Replacing the CLIP vision encoder in LLaVA with FG-CLIP: RefCOCO testA/testB scores improve by +3.1 and +7.0, respectively.

Highlights & Insights¶

The unprecedented scale of the 1.6B long-description dataset and the FineHARD dataset represent significant resource contributions to the community.
A three-pronged system that systematically addresses all three of CLIP's fine-grained bottlenecks: global, regional, and discriminative.
Fully open-sourced (data, models, and code), available on both GitHub and Hugging Face.
Effective as a "plug-and-play" replacement for LLaVA's vision encoder, demonstrating the generalizability of its representation quality.

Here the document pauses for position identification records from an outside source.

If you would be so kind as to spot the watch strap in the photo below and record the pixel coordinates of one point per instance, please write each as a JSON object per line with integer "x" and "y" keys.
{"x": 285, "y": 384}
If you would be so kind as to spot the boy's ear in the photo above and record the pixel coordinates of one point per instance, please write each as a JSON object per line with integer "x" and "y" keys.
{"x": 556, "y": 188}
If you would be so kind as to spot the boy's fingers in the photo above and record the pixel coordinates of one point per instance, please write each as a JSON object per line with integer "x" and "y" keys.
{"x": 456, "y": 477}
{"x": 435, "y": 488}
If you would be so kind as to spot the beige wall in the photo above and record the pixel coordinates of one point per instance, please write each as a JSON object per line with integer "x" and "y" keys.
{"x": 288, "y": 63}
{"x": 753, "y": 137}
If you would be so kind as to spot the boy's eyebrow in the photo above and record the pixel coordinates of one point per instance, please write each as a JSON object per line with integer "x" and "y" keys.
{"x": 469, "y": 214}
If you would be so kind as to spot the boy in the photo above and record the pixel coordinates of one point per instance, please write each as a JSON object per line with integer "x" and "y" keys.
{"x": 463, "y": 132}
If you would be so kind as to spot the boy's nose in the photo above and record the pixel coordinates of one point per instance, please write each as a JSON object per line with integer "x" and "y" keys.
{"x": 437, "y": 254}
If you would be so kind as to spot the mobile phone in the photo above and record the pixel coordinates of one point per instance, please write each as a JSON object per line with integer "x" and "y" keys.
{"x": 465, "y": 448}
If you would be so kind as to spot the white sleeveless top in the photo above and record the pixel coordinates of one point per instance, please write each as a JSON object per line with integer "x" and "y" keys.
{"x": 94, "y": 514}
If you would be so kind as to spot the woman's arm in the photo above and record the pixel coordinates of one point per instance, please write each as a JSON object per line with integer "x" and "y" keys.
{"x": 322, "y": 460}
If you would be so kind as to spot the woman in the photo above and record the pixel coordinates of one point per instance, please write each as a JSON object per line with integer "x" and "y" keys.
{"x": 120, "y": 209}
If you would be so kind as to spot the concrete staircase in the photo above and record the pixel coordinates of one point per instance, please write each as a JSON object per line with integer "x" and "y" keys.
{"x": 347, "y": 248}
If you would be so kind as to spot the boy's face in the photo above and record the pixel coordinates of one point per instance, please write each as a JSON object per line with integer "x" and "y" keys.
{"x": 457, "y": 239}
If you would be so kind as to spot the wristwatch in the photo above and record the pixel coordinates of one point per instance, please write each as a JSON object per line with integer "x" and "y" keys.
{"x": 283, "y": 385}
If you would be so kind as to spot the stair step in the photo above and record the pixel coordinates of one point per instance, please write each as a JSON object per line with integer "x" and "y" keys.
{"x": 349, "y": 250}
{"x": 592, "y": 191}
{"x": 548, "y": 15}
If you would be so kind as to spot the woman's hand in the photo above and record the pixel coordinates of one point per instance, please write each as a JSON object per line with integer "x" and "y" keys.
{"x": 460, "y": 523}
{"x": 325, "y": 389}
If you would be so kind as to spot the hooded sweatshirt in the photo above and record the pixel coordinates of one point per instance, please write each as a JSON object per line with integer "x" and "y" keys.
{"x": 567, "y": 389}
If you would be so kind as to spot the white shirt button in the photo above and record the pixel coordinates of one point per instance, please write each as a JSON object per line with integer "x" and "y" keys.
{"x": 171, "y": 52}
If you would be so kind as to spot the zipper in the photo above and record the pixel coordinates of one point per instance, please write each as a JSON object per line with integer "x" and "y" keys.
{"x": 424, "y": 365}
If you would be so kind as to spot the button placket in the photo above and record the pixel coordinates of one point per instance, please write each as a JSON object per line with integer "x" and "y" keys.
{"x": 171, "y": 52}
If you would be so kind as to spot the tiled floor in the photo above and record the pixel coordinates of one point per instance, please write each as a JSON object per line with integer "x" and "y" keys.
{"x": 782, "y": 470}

Limitations & Future Work¶

The training cost is extremely high (requiring 160×910B NPUs for 30 days of recaptioning + 7 days for FineHARD construction), raising a high barrier to replication.
The text position embedding expansion strategy (cutoff at 20 tokens + 4x interpolation) is relatively ad-hoc and lacks comparison with methods like RoPE.
Hard negative samples rely on LLM generation; a 98.9% qualification rate implies approximately 110,000 noisy samples.
The paradigm does not address fine-grained temporal understanding in video scenarios.

vs LongCLIP: Only executes text length expansion (1M data), whereas FG-CLIP employs a three-pronged approach (1.6B + 40M + 10M).
vs RegionCLIP: Align regions using category labels, which limits semantic diversity; FG-CLIP uses detailed descriptions.
vs FineCLIP: Uses 2.5M long descriptions + self-distillation; FG-CLIP represents a 640x larger scale and incorporates hard negatives.

Rating¶

⭐⭐⭐⭐ — An engineering-driven systematic solution that comprehensively enhances fine-grained understanding through large-scale, high-quality data and a three-in-one training strategy. The methodology's innovation lies in the rational integration of data construction and training paradigms, rather than algorithmic breakthroughs. Being fully open-sourced substantially increases its practical value.